I HAVE to comment on Hamish MacQueen’s criticism of Carolyn Leckie. The Beveridge Report, titled Social Insurance and Allied Services, authored by William Henry Beveridge in 1942 was the basis of the NHS and was piloted through parliament by Nye Bevan.

However, we Scots need to remember the role of Tom Johnston, wartime Secretary of State for Scotland.
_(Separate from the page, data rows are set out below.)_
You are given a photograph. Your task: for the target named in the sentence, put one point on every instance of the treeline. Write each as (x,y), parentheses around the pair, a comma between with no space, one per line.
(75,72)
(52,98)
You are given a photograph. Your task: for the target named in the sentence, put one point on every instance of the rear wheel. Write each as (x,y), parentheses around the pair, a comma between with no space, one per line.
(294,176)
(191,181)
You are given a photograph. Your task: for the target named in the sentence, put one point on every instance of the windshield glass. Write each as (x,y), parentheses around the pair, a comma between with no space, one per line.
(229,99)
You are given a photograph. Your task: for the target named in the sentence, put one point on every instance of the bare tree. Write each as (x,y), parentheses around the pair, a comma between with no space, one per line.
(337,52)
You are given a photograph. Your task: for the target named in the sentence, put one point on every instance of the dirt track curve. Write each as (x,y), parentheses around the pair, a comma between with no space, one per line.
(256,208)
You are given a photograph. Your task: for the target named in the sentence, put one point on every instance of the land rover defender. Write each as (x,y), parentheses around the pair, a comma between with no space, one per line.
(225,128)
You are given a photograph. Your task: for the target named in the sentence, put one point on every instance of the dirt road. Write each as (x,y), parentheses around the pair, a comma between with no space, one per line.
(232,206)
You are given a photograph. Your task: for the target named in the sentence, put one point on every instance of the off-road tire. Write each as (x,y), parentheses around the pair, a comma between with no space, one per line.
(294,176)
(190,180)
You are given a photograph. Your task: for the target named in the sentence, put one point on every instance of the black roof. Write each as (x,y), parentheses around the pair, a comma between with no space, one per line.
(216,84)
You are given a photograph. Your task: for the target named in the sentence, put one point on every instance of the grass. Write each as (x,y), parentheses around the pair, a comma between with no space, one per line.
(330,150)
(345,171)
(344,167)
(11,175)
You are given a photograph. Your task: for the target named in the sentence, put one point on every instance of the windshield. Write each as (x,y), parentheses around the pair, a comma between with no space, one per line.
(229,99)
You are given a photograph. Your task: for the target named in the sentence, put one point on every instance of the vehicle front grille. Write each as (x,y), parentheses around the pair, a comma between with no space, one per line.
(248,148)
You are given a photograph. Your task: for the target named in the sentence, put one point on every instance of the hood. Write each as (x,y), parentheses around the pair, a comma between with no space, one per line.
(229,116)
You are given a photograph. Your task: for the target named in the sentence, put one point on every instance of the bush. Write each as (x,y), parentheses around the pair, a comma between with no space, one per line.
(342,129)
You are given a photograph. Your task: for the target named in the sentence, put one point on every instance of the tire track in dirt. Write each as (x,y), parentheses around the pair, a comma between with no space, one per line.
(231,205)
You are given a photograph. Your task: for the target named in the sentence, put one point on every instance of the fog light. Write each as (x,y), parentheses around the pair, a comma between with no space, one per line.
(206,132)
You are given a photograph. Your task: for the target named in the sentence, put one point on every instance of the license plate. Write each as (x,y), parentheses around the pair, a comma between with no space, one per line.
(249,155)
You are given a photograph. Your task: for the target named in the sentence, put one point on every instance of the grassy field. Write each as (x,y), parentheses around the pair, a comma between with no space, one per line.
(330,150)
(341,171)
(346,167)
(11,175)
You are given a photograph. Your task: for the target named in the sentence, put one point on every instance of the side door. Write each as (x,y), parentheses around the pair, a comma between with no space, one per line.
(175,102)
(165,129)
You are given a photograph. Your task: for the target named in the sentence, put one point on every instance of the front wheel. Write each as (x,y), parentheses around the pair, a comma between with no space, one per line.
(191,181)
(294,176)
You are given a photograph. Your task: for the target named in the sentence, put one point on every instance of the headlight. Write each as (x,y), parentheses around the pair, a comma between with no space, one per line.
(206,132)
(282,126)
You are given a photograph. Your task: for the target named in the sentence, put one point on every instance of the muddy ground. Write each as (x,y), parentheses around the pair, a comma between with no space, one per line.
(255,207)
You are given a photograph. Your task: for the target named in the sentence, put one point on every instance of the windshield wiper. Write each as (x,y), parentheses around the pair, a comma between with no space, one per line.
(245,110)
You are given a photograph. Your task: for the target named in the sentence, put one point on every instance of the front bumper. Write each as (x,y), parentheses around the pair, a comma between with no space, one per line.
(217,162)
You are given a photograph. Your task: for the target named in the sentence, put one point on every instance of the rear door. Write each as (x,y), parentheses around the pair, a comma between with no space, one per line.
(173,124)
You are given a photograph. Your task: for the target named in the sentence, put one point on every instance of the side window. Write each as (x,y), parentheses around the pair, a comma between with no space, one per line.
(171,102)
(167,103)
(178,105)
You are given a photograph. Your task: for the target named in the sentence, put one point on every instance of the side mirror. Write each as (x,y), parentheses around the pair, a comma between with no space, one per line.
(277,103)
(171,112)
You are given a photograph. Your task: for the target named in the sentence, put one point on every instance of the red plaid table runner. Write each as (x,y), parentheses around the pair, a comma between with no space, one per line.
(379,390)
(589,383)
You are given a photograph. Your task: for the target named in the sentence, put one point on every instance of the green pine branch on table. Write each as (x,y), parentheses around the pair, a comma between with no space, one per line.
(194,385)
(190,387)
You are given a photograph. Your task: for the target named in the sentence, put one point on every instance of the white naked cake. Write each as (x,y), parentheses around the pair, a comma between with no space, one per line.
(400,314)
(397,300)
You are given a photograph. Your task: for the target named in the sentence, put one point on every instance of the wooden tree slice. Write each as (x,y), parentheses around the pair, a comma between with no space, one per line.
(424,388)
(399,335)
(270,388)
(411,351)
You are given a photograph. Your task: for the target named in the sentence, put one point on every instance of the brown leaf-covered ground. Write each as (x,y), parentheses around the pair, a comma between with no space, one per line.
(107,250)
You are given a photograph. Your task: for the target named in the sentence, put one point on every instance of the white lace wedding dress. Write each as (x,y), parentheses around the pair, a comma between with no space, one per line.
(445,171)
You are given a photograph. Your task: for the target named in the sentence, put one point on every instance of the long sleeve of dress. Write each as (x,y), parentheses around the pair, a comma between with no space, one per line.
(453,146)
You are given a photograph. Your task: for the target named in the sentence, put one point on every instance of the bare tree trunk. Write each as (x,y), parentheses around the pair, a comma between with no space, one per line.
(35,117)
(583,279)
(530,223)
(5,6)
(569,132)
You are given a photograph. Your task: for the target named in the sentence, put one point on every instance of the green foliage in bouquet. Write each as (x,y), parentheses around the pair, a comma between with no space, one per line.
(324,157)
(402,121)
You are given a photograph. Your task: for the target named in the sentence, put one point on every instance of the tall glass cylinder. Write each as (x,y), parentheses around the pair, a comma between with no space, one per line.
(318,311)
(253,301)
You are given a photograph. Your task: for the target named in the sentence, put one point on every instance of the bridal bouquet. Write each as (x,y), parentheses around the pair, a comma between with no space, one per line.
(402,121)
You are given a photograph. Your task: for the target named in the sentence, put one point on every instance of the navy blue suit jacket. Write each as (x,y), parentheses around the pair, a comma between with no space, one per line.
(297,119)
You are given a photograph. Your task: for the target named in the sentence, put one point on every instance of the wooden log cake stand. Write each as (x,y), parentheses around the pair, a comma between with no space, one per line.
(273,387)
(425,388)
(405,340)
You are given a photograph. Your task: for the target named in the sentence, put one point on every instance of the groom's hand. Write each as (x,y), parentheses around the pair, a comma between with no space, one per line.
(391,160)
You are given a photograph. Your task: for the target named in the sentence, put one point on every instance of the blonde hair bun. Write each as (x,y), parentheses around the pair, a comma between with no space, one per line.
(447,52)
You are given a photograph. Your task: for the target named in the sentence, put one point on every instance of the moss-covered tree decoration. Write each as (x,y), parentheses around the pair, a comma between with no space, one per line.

The following extract from Gordon Brown’s foreword in the recent biography of Tom Johnston is relevant:

“If he had stayed on after his great achievement of the first part of the 1940s – to lay the foundations for a National Health Service in Scotland in advance of the UK – he would have been far better recognised by historians, but also by his contemporaries and indeed the Scottish people, as the architect of the NHS alongside Aneurin Bevan.”

In the pre-1945 years Tom Johnston was insisting on an NHS that was free at the point of need.

Beverage was indeed a Liberal, elected MP for Berwick-upon-Tweed from 1944 to 1945, and was elevated to the Lords in 1946.